Sensitivity to Fluconazole (FLCZ), Itraconazole (ITCZ) and Voriconazole (VRCZ) was evaluated using E-test. E-test was performed according to E-test Technical Guide 10(AB Biodisk, Sweden) using RPMI-1640 agar medium placed in a 90mm petri dish. E-test gradient strips were purchased from AB BIODISK. The MICs for FLCZ, ITCZ and VRCZ were determined after 72 hours incubation at 35 ℃. Each isolate was tested 2 times at different times and each test was tested 2 times.

The results of the test are shown in table 1.

[ Table 1]

^aMICs were analyzed by E-test

^bMICs were analyzed using CLSI M27-A3

^cFLCZ drug-resistant strain

FLCZ: fluconazole, TTCZ: itraconazole, VRCZ: voriconazole, RVCZ: levoconazole

The average MICs of 14 isolates (Nos. 1-14) were as follows: the fluconazole is 17.313mg/L (range: < 0.016-128mg/L), the itraconazole is 0.235mg/L (range: < 0.002-0.75mg/L), the voriconazole is 0.036mg/L (range: < 0.002-0.125mg/L), and the ravuconazole is 0.0376mg/L (range: < 0.003125-0.25 mg/L). Compared with other azole antifungal compounds, ravuconazole showed significant results.

On the other hand, MIC of azole-based drug-resistant strains (No.15-17) is as follows: fluconazole is more than 256mg/L, itraconazole is more than 32mg/L, voriconazole is 6-12mg/L, raviconazole is 0.25-0.5mg/L, and raviconazole shows remarkable effect.
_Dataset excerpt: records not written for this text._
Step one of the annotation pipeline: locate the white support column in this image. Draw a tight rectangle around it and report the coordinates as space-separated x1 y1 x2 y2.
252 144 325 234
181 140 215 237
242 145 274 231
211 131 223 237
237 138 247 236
As controls, MIC analyses of CLSI M27-A3 test and E-test were carried out using Candida parapsilosis (Candida parapsilosis) ATCC 22019 and Candida krusei (Candida krusei) ATCC 6258 obtained from ATCC. As a result, a high correlation was observed between the results of MIC of the azole drugs obtained in CLSI M27-A3 test and E-test, and the results were compared.

The above detailed description is only for the purpose of illustrating the present invention and is not intended to limit the scope of the claims appended hereto. Various modifications and alterations to the described embodiments will be apparent to those skilled in the art in light of the teachings set forth herein without departing from the scope of the appended claims.

Industrial applicability

The antifungal agent comprising ravuconazole provided by the present invention is useful as a therapeutic agent for cryptococcosis.